Balls, balls, balls.

2 thoughts on “Yellowstone – the First Attempt

  1. I am reminded of one of Gerald’s great techno-geek moments. We’d just acquired a new computer, and we’d saved everything from the previous computer on ZIPs. When I transferred my stuff off of the ZIPs, I copied them. But when Gerald transferred his stuff and Pat’s stuff and most of the joint stuff, he found a way to do it all using the mouse, and he didn’t copy, he moved. I told him he would be better off copying than moving, because it would mean there was a backup. But he liked moving better: It made a way cool display on the screen.

    The problem arose a few months later, with a convergence of circumstances. First, while I was up at Five O’Clock Somewhere, Pat didn’t keep the anti-virus software in Albuquerque updated, so that computer got hit by one. Then, when I got back to Albuquerque to try to remedy the situation, it was at the point where a system reconstruction was the only way to fix things. I tried a non-destructive reconstruction, and ended up in an infinite loop. I ended up having to wipe the entire hard drive clean. All the while, I was generating error reports to Microsoft.

    The day after I had to lose all of my data, I got a thank-you for the error messages. The day after that, I got a message, sent out to all Compaq owners, that there was an inconsistency with the Compaq operating system that would cause a non-destructive reconstruction to fail, and that I should immediately download the patch.
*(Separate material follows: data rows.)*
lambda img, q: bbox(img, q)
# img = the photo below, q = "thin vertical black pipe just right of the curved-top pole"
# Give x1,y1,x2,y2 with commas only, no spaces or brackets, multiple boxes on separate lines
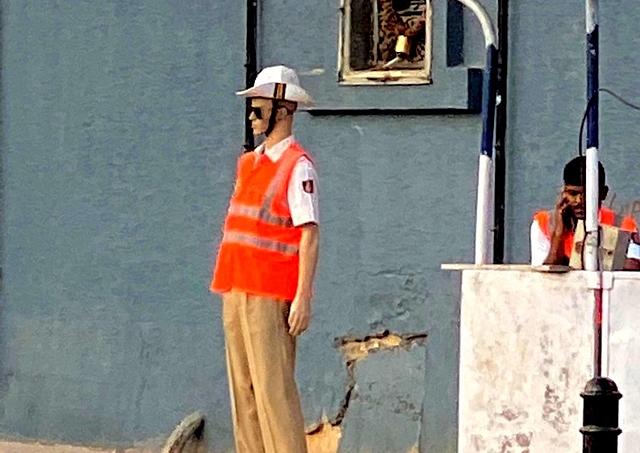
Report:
493,0,509,264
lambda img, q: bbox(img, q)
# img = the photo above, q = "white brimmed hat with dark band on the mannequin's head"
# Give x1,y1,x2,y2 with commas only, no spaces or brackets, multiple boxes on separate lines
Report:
236,66,313,105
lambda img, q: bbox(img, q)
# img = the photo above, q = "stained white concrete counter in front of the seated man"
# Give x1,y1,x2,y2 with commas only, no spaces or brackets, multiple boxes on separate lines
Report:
450,266,640,453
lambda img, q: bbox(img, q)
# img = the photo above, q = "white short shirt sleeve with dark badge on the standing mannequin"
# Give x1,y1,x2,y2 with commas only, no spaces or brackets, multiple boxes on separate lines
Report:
287,157,319,226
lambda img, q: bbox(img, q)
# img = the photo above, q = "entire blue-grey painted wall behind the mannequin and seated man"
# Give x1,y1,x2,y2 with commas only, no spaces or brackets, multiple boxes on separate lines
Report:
0,0,640,453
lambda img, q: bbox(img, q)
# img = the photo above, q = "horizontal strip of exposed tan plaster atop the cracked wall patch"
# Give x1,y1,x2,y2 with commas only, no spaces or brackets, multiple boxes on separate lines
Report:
336,330,427,360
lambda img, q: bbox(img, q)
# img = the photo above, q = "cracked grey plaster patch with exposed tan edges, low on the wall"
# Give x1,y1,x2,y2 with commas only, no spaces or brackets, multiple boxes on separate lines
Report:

    But in the meantime, I’d lost a lot of data. Those files from the ZIPs that had simply been copied were still available so I could restore what had been lost. The files that had been moved were totally gone — even a deleted-file-retrieval program couldn’t get them back.

    So part of the question is, did your picture-retrieval software automatically delete pictures from the camera as they were downloaded? And if it did, is there some way to keep it from doing so in the future?

  2. That’s what you get for “using” John’s camera. You should have just sent it out in the car, and let it download the photos itself, or with the help of the remote. It was yer organic interface that ruined the whole thing.